I have a landing page to which I'm driving traffic through PPC. For a variety of reasons, I've come to believe that, even though the site is highly performant for me, it isn't for my actual visitors. So, I turned on AWS CloudWatch.
For me, with cleared caches, the page loads at around 0.9 seconds in Safari, 1.75 seconds in Firefox, and 2.25 seconds in Chrome. If I were in micro-optimization mode, I'd worry about that Chrome number, but right now, my issue is much bigger. According to CloudWatch, my real users are experiencing an average load time of 12.1 seconds! And of that 12.1 seconds, DOM processing is taking about 11 seconds:
Now, I'm not sure if I have to worry about the full 11 seconds, or just the part I've marked "A" — the processing that happens before it starts loading the DOM — but either way, how do I figure out what's causing this?

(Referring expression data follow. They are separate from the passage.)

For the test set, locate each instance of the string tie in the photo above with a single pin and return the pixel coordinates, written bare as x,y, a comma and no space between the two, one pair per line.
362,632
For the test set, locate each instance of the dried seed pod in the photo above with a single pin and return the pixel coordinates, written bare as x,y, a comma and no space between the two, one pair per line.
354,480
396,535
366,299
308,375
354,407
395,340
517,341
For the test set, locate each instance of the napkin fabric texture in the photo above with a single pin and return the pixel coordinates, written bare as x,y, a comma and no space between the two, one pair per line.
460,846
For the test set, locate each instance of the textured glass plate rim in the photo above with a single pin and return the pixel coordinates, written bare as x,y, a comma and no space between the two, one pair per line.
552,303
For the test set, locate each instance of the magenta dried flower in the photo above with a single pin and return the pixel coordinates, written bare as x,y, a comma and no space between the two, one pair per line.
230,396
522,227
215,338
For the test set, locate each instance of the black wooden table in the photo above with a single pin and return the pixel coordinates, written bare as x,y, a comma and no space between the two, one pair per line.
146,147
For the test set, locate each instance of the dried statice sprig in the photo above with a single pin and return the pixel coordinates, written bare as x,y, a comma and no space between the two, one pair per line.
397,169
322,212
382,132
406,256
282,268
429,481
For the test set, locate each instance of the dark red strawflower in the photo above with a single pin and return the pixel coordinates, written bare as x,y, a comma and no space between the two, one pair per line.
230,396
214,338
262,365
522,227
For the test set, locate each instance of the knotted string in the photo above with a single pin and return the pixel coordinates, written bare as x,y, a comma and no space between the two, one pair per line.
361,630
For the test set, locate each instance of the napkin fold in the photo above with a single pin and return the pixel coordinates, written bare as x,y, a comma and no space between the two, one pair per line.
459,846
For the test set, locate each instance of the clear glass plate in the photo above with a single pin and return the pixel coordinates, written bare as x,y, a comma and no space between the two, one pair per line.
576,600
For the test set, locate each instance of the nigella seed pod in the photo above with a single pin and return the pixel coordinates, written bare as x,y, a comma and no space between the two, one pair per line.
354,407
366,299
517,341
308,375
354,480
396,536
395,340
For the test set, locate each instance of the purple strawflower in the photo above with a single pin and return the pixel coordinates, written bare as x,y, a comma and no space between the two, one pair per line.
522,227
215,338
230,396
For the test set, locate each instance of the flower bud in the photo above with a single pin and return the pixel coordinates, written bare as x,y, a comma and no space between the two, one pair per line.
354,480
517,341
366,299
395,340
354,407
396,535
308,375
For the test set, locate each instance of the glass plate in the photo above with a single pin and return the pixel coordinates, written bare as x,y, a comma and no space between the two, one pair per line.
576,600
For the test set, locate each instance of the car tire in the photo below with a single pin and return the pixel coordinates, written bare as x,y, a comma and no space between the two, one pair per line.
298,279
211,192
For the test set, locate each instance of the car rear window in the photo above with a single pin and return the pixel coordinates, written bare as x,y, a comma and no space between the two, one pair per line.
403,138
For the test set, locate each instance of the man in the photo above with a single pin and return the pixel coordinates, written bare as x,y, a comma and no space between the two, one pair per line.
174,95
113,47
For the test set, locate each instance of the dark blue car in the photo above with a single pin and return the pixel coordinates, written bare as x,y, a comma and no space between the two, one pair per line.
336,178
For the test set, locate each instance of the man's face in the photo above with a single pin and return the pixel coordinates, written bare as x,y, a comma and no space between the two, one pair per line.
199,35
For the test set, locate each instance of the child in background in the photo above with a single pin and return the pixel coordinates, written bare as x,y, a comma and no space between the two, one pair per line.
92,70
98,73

I know there's a way to simulate low network speed in devtools, but maybe there's also a way to throttle CPU? Or maybe there's a way to "look" at the waterfall in devtools and figure out which pieces are blocking the DOM Content loaded action? Then, even though they're fast for me, I can try to optimising those pieces. Or maybe a deeper level of diagnostics I can enable on CloudWatch? Or, maybe there's some other option I haven't considered.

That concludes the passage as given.